DARMA-tasking / LB-analysis-framework

Analysis framework for exploring, testing, and comparing load balancing strategies
Other
5 stars 1 forks source link

#537: Fix broken CI #538

Closed cwschilly closed 2 months ago

cwschilly commented 2 months ago

Fixes #537

cwschilly commented 2 months ago

The CI is fixed now but I'm still investigating why all tests passed on PR #528 . I've rerun the pipelines on that branch and they're failing now.

@tlamonthezie Do you have any idea what would have made the tests pass originally?

tlamonthezie commented 2 months ago

The CI is fixed now but I'm still investigating why all tests passed on PR #528 . I've rerun the pipelines on that branch and they're failing now.

@tlamonthezie Do you have any idea what would have made the tests pass originally?

This is probably because the schema changed in vt in LBDatafile_schema.py with the recent modification of the validate_ids constraint. (modification done after the current PR) In lbaf tests we tests some invalid schemas but the expected first error was no more thrown because new error was thrown first in the wrong schema datasets (because validate_ids fail and there are then 2 errors in some test schemas).

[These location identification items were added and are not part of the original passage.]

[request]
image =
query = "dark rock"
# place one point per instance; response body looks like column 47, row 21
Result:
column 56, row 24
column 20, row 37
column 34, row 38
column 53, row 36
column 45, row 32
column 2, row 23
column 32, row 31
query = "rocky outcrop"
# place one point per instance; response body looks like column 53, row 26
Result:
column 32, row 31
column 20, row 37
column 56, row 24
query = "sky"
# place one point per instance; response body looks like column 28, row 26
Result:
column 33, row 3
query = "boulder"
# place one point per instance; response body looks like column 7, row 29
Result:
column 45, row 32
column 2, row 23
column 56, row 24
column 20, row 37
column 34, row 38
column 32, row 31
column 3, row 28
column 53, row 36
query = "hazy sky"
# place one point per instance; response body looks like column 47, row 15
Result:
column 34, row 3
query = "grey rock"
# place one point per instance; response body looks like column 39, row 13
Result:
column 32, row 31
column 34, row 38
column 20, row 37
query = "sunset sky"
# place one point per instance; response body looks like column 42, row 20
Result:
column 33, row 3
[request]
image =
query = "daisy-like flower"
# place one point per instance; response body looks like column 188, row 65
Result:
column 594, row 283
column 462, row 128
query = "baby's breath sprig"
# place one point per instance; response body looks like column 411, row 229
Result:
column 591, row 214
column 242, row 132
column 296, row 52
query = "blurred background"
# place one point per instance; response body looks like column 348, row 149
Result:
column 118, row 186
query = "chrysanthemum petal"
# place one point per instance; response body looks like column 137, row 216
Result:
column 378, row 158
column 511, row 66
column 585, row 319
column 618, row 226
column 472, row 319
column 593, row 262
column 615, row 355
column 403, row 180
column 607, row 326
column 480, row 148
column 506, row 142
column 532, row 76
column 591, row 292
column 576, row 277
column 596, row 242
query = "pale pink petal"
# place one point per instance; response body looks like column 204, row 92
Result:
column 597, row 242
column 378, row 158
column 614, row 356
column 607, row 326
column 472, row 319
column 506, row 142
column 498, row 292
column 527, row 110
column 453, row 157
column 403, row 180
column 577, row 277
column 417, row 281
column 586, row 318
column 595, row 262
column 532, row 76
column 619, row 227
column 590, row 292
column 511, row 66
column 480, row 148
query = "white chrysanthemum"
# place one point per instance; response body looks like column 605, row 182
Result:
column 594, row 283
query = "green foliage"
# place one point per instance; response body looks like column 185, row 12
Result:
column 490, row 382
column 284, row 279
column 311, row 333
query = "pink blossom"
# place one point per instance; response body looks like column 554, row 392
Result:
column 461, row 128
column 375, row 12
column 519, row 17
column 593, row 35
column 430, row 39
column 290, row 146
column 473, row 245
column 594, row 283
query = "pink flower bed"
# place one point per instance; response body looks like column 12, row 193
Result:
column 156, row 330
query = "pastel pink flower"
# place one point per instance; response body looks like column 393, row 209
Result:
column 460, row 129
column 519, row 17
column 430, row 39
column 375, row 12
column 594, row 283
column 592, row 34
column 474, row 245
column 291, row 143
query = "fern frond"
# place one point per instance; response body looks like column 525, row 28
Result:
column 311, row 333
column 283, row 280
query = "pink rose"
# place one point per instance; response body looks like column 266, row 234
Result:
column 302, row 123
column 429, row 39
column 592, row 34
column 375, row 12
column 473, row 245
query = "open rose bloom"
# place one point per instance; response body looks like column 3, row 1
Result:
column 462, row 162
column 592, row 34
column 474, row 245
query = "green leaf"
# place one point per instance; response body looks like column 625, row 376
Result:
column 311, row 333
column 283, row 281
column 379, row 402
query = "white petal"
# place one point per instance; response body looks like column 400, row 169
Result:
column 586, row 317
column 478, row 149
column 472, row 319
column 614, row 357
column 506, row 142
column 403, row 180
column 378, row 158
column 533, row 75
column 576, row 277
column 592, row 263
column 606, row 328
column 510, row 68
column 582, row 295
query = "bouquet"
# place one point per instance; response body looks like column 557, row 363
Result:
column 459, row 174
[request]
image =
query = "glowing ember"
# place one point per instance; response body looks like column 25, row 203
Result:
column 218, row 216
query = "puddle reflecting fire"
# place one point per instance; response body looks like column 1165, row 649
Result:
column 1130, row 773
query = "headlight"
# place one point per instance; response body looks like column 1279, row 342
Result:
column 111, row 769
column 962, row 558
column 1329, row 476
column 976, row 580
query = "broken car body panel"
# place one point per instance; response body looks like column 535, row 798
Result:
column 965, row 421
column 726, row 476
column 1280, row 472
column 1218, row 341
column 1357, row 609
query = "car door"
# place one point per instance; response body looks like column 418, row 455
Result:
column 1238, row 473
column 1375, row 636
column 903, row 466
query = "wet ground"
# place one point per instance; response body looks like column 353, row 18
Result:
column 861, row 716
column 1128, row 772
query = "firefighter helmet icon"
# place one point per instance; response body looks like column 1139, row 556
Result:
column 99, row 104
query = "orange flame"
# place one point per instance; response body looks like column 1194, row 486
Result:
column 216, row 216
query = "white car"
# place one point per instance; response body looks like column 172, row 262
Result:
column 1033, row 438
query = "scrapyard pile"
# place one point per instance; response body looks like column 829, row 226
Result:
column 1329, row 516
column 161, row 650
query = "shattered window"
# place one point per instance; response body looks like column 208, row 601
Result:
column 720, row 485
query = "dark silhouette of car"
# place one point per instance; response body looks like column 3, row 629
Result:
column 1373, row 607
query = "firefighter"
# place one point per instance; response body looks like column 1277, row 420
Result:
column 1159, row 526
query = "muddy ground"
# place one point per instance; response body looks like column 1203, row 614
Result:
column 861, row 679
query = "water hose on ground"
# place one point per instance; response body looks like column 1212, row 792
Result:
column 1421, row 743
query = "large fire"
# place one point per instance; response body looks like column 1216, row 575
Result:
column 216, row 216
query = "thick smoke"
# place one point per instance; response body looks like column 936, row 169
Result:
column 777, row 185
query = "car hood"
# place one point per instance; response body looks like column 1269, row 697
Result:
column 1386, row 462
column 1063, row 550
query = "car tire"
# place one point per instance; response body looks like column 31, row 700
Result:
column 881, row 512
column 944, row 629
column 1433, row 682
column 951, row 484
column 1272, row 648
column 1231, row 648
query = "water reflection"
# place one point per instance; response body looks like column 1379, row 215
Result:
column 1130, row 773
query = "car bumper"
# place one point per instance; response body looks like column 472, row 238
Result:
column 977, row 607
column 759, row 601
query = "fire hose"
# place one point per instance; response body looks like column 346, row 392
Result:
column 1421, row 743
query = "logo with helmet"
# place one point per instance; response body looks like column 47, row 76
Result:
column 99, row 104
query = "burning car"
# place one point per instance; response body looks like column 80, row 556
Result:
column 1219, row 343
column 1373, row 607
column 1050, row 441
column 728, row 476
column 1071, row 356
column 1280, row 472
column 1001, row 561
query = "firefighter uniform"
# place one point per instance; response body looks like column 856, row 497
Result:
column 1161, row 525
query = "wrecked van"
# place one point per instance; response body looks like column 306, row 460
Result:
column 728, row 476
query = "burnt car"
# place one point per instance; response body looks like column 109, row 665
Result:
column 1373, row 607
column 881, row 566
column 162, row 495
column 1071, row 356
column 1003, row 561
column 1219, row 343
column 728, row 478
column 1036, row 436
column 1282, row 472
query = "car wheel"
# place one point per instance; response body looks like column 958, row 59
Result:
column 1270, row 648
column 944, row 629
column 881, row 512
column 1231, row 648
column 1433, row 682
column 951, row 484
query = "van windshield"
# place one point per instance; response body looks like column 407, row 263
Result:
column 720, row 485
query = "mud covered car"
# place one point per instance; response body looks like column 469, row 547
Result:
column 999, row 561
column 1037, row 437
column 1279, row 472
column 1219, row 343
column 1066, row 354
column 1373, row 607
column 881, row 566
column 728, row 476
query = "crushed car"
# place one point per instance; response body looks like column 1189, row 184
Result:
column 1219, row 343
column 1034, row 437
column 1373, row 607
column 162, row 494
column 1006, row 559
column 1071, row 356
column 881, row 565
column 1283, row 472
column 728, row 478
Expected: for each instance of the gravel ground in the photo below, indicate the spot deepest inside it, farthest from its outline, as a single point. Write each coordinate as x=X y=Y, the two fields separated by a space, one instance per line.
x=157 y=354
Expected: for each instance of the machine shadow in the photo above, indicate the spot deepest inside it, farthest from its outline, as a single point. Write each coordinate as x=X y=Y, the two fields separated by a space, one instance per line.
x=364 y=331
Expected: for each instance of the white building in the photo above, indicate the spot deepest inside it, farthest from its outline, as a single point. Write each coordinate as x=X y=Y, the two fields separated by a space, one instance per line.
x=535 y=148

Any update in the vt schema in fact might make lbaf schema tests fail even if it previously succeeded. In this particular case resolving the data files errors thrown by validate_ids should make ci passing again because the remaining error will be the expected one again.

tlamonthezie commented 2 months ago

Hello @cwschilly it seems that the bug is in the VT schema validation process. Schema is defined at https://github.com/DARMA-tasking/vt/blob/develop/scripts/LBDatafile_schema.py

The recently added condidion if field['migratable'] and 'seq_id' in field and 'collection_id' not in field: is definitely the error source at vt #2278) The added if statement is not testing if the optional migratable key is present although the schema defines it as optional. So if key is not present (in a communication from or to node) we get (and we will get) a failure of type KeyError('migratable') raised when validate_ids is called. To fix it we should fix VT schema by replacing if field['migratable'] by if field.get('migratable') is True in the condition (the get method will return None if key is not present and we won't get the key error)

LFAF unit tests have passed until the introduction of this condition in vt schema because it was passing with this schema version: https://github.com/DARMA-tasking/vt/blob/2342-change-schema-to-allow-for-id-or-seq_id/scripts/LBDatafile_schema.py

@cwschilly even if the current PR make tests passing again I suggest to fix the initial cause of the error and then you can open an issue in VT to make a quickfix. Tests pass now - because you added migratable: true everywhere it was missing - but if we have communications without migratable keys (non-migratable tasks) we might encouter that error again in the future unless we fix the schema validate_ids function.